A catphishing campaign has targeted members of the Israeli Defense Forces using Android malware called "ViperRAT." Early suspicions of responsibility were directed toward Hamas, the Palestinian Sunni group that's the de facto ruler of the Gaza Strip. Lookout Security, however, believes such attribution may have been hasty, and that, far from initial characterizations of ViperRAT as relatively primitive, the malware is in fact more sophisticated attack code with two variants: an initial profiling tool installed by social engineering, and a second-stage surveillance tool that collects contact information, geolocation data, images, and other files. Lookout thinks the malware is beyond any mobile-device attack capabilities displayed by Hamas. But, as always, treat attribution with caution, and exercise care with Android devices: there's no particular reason for ViperRAT to confine itself to IDF targets.
Upset (along with most of the rest of the world) by North Korean missile tests, China imposes an embargo on DPRK coal, long a staple of the North Korean economy. Observers think sanctions will prompt an increase in North Korean cyber crime as that country's government seeks to plug the economic hole.

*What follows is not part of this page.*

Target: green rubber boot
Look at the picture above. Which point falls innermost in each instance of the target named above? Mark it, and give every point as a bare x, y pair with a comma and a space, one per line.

Cisco is tracking "Magic Hound," a RAT-centric campaign targeting Saudi businesses. The attackers gain their entrée by phishing.
IBM's X-Force has continued its investigation of Shamoon, the destructive campaign against Saudi Aramco and other Gulf targets that reappeared in November 2016 and January 2017. Researchers believe the initial infection was through malicious macros in a compromised document.
Verizon will buy Yahoo!'s core assets, but at a discount.